Chicken Achari | Achari Chicken Curry | Achari Chicken Recipe | Achari Chicken | Achari Murgh | Chicken Achari Recipe | Chicken Curry | Chicken Gravy |

Ingredients for Chicken Achari:

– Chicken, curry cut pieces with bones- 500 gms

Masala powder:
– Kalonji/Nigella seeds- 1 tsp
– Saunf/Fennel seeds- 1/2 tsp
– Methi/Fenugreek seeds- 1/4 tsp
– Dry red chillies- 2

For marination:
– Salt- 1 tsp
– Turmeric powder- 1/2 tsp
– Ginger garlic paste- 1.5 tsp
– Masala powder- roasted and powdered
– Whisked curd/plain yogurt- 4 tbsp (or 1/4 cup)

Other ingredients:
– Mustard seeds- 3/4 tsp
– Onions, chopped- 2 medium
– Tomatoes, chopped-2 medium
– Green chillies, cut in 1/2 inch pieces- 3
– Kashmiri Chilli powder- 2 tsp
– Ginger juliennes- 1 tbsp
– Refined oil- 3-4 tbsp

Preparation:

– Take a pan and dry roast the spices for the Masala powder on low heat for 3 mins.

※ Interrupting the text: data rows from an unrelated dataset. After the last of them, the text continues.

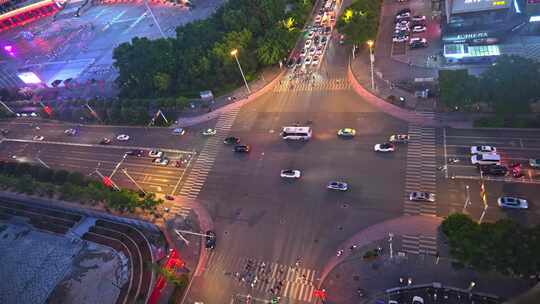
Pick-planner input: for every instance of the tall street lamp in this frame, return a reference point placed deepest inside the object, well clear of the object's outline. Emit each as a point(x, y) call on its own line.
point(235, 54)
point(371, 61)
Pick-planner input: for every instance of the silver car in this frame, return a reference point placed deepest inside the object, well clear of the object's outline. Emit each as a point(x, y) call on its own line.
point(422, 196)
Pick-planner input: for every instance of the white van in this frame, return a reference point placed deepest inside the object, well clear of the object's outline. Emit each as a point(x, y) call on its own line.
point(296, 133)
point(486, 159)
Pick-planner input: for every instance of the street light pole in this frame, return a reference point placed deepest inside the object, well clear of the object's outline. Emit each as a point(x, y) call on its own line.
point(371, 61)
point(467, 199)
point(235, 54)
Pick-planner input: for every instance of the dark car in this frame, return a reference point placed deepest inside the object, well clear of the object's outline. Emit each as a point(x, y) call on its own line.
point(210, 239)
point(242, 148)
point(494, 170)
point(136, 152)
point(105, 141)
point(231, 140)
point(290, 63)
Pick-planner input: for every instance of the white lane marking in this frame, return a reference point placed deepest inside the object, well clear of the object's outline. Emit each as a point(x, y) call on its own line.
point(141, 17)
point(93, 145)
point(113, 20)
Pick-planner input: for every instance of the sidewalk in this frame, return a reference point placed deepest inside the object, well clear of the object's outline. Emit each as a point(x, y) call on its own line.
point(359, 77)
point(343, 275)
point(223, 104)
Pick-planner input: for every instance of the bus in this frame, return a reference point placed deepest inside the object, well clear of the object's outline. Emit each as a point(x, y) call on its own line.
point(296, 133)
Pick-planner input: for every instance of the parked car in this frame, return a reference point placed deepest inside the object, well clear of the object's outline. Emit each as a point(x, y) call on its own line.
point(210, 242)
point(419, 29)
point(122, 137)
point(209, 132)
point(242, 148)
point(290, 173)
point(399, 138)
point(496, 170)
point(179, 131)
point(347, 132)
point(534, 162)
point(483, 149)
point(386, 147)
point(231, 140)
point(337, 185)
point(416, 42)
point(512, 202)
point(154, 153)
point(422, 196)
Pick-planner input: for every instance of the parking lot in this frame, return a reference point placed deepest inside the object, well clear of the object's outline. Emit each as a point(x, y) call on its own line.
point(80, 48)
point(130, 172)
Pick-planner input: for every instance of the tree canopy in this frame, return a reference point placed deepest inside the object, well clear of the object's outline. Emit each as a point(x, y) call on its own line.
point(509, 86)
point(360, 21)
point(199, 57)
point(503, 246)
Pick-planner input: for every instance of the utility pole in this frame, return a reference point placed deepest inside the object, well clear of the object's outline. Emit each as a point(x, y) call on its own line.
point(390, 237)
point(117, 166)
point(155, 20)
point(467, 199)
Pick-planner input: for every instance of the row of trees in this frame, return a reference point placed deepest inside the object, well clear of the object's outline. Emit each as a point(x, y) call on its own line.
point(199, 57)
point(504, 246)
point(360, 21)
point(70, 186)
point(509, 86)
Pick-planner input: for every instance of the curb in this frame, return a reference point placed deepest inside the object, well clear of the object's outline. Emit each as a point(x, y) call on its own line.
point(390, 109)
point(191, 121)
point(401, 225)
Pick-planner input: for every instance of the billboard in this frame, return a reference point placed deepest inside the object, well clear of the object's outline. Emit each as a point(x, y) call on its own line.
point(471, 6)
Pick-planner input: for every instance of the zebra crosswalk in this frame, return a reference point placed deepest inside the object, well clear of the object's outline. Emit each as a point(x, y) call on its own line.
point(313, 85)
point(205, 161)
point(266, 277)
point(421, 169)
point(419, 244)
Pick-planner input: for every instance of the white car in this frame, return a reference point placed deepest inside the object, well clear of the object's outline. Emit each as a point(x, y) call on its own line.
point(179, 131)
point(483, 149)
point(400, 39)
point(162, 161)
point(209, 132)
point(70, 132)
point(399, 138)
point(386, 147)
point(336, 185)
point(122, 137)
point(155, 153)
point(418, 300)
point(419, 29)
point(289, 173)
point(422, 196)
point(512, 202)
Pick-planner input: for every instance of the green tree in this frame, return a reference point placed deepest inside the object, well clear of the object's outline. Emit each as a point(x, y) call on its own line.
point(457, 88)
point(511, 84)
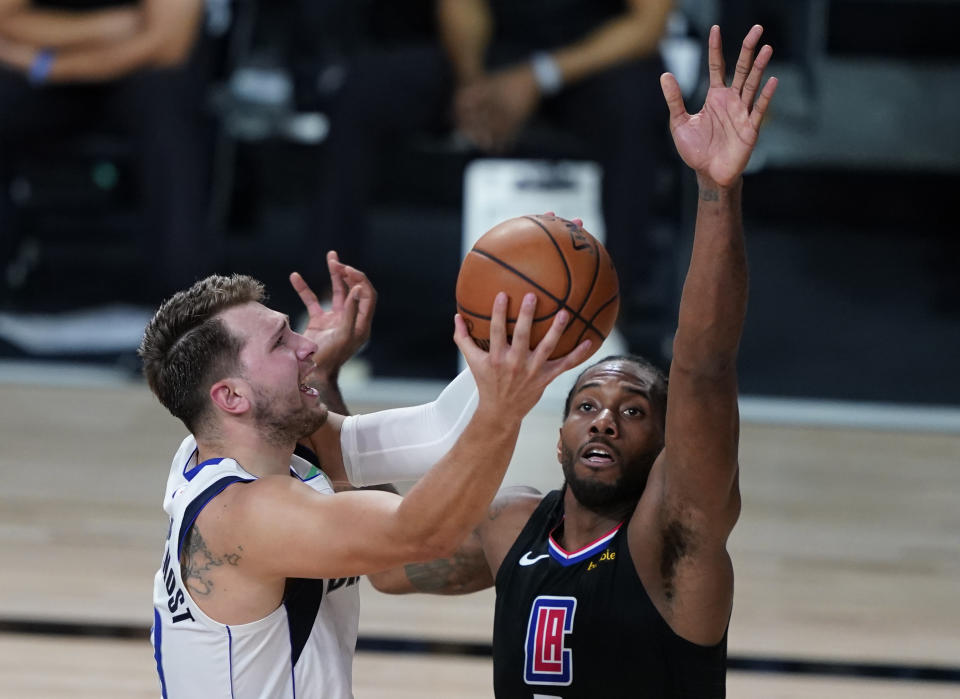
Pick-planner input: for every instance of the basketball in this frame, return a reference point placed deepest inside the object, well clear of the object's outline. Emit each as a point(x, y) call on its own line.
point(566, 267)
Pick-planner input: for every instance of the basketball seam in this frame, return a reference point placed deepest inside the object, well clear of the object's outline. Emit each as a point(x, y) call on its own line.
point(576, 315)
point(590, 326)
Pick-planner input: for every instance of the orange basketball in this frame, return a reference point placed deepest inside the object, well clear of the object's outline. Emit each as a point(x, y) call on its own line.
point(561, 263)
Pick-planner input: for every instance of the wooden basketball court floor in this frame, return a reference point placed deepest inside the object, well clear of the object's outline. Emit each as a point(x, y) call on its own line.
point(847, 554)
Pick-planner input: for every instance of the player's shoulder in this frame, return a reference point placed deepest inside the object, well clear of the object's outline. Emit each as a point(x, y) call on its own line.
point(510, 510)
point(516, 497)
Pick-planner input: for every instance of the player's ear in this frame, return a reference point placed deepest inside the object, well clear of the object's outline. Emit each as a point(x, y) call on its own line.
point(230, 396)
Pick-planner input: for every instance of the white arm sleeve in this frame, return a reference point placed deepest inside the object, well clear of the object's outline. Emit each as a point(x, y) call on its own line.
point(403, 443)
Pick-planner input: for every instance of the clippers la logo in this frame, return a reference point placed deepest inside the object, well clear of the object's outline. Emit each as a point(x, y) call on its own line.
point(547, 660)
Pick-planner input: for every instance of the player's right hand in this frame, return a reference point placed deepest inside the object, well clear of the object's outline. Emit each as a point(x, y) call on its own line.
point(510, 376)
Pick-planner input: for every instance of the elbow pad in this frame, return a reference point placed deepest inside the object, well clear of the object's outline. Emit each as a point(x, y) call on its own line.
point(404, 443)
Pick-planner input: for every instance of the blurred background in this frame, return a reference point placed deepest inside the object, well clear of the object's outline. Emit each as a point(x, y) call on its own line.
point(147, 143)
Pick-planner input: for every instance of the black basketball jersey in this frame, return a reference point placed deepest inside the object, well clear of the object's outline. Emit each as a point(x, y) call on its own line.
point(580, 624)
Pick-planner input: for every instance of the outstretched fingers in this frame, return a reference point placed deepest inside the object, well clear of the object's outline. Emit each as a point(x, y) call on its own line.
point(752, 84)
point(763, 101)
point(522, 328)
point(673, 97)
point(715, 61)
point(745, 59)
point(307, 297)
point(498, 324)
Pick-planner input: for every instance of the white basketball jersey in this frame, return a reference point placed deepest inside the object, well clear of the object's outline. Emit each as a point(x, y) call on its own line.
point(302, 649)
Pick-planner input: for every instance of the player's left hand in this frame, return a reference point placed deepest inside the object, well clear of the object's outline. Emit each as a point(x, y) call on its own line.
point(718, 140)
point(341, 331)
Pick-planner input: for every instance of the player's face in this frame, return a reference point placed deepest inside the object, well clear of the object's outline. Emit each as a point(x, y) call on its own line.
point(611, 436)
point(277, 364)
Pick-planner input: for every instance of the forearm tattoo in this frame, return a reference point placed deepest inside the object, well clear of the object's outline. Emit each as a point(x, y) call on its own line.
point(197, 561)
point(462, 572)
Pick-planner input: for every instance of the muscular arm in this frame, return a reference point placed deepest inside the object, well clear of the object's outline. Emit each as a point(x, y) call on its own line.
point(355, 533)
point(166, 36)
point(474, 565)
point(60, 29)
point(465, 29)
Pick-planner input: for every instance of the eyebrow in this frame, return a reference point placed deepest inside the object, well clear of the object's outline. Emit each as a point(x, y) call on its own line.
point(645, 392)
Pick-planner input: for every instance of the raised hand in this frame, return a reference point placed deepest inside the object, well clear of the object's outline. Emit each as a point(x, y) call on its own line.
point(718, 140)
point(341, 331)
point(511, 377)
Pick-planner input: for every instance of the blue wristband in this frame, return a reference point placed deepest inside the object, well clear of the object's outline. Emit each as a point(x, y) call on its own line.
point(40, 68)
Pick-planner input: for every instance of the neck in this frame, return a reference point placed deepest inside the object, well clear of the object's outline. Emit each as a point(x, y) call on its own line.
point(255, 455)
point(582, 526)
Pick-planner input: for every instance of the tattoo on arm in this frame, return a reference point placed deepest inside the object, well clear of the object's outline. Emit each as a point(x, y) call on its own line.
point(465, 571)
point(197, 561)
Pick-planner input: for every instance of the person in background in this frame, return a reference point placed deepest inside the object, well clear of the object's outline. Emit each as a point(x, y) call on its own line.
point(134, 66)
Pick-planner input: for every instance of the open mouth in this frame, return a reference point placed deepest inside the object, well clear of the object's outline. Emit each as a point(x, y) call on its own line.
point(598, 455)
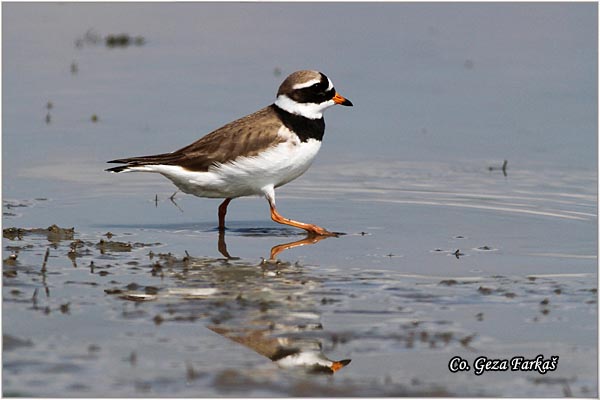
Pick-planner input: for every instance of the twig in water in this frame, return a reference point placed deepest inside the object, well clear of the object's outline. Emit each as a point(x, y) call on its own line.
point(172, 198)
point(45, 260)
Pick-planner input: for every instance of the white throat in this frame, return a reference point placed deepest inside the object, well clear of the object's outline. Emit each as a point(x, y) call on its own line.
point(308, 110)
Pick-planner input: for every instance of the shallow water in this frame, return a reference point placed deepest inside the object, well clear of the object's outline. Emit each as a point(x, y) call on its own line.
point(441, 257)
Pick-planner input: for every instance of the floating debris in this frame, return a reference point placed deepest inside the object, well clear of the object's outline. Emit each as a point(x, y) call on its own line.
point(123, 40)
point(53, 232)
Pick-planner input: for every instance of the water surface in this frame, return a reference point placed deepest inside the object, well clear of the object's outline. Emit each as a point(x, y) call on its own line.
point(443, 254)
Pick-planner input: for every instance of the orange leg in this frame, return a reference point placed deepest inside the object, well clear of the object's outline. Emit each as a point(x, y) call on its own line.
point(310, 228)
point(223, 212)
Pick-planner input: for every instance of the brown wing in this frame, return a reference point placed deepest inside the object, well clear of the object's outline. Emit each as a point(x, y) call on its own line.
point(246, 136)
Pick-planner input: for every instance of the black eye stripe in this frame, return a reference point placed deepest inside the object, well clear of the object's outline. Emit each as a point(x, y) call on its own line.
point(312, 96)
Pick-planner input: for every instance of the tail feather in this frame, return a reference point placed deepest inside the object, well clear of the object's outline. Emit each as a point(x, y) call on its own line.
point(165, 158)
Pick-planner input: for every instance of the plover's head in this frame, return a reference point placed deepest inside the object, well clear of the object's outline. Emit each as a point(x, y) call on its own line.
point(308, 93)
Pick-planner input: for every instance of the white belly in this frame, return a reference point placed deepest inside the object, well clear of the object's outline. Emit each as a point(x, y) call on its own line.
point(245, 176)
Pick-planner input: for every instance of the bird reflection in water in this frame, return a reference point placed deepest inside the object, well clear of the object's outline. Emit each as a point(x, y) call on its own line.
point(286, 352)
point(275, 250)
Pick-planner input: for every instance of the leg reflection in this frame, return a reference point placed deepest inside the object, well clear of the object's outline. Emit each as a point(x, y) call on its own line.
point(275, 250)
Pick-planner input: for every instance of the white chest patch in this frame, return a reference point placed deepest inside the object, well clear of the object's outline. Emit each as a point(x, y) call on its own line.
point(246, 176)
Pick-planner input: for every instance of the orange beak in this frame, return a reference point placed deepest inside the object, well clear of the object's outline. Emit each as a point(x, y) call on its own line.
point(337, 365)
point(339, 99)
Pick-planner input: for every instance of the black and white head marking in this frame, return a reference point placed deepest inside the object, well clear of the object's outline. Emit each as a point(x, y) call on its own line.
point(306, 93)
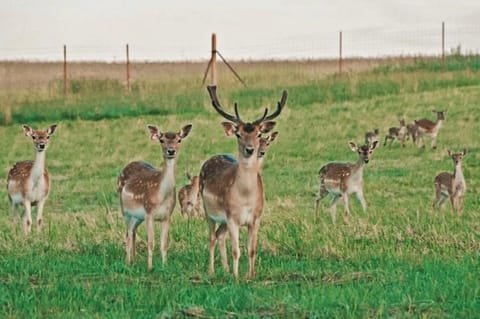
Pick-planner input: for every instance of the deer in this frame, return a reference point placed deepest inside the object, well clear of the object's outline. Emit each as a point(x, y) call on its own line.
point(232, 188)
point(147, 193)
point(396, 133)
point(412, 131)
point(28, 182)
point(263, 147)
point(430, 128)
point(370, 137)
point(189, 197)
point(452, 186)
point(341, 179)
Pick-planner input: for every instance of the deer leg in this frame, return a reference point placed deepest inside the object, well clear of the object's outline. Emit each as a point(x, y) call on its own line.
point(164, 239)
point(150, 238)
point(234, 236)
point(321, 194)
point(27, 217)
point(211, 244)
point(40, 206)
point(333, 207)
point(362, 201)
point(345, 203)
point(252, 244)
point(221, 237)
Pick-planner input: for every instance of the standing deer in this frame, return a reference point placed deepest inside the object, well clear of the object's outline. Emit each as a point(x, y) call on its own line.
point(453, 186)
point(396, 133)
point(412, 131)
point(148, 194)
point(28, 182)
point(232, 189)
point(427, 127)
point(341, 179)
point(371, 137)
point(189, 197)
point(263, 147)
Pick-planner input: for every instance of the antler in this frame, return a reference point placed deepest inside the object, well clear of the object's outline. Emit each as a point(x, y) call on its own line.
point(279, 109)
point(212, 90)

Take it out on a plate to cool and then grind it to a powder.
– Marinate the chicken pieces with the ingredients for marination and the Masala powder made earlier. Mix and set aside for 60 mins.
– Chop the onions and the tomatoes, cut the green chillies and cut the ginger into juliennes.

Process:

– Heat oil in a kadhai or pan, add the mustard seeds and when it splutters, add the green chillies. Give a stir and add the chopped onions. Fry on medium heat for 8 mins till slightly brown.
– Now add the chopped tomato, cook on medium heat for 2 mins and add 1/4 tsp salt. Continue to cook on medium heat for another 5 mins till the tomatoes are soft & oil separates.
– Add the marinated chicken, mix well and bhunno/fry on medium heat for 5 mins.
– Now add the Kashmiri Chilli Powder, mix well & fry on medium heat for 3 mins. Reduce the heat to low and continue to fry for another 2 mins till oil separates.
– Add 150 ml water, mix and cover & cook on low heat for 15 mins.
– Remove lid, mix in the ginger juliennes and simmer for around 2 mins till oil separates.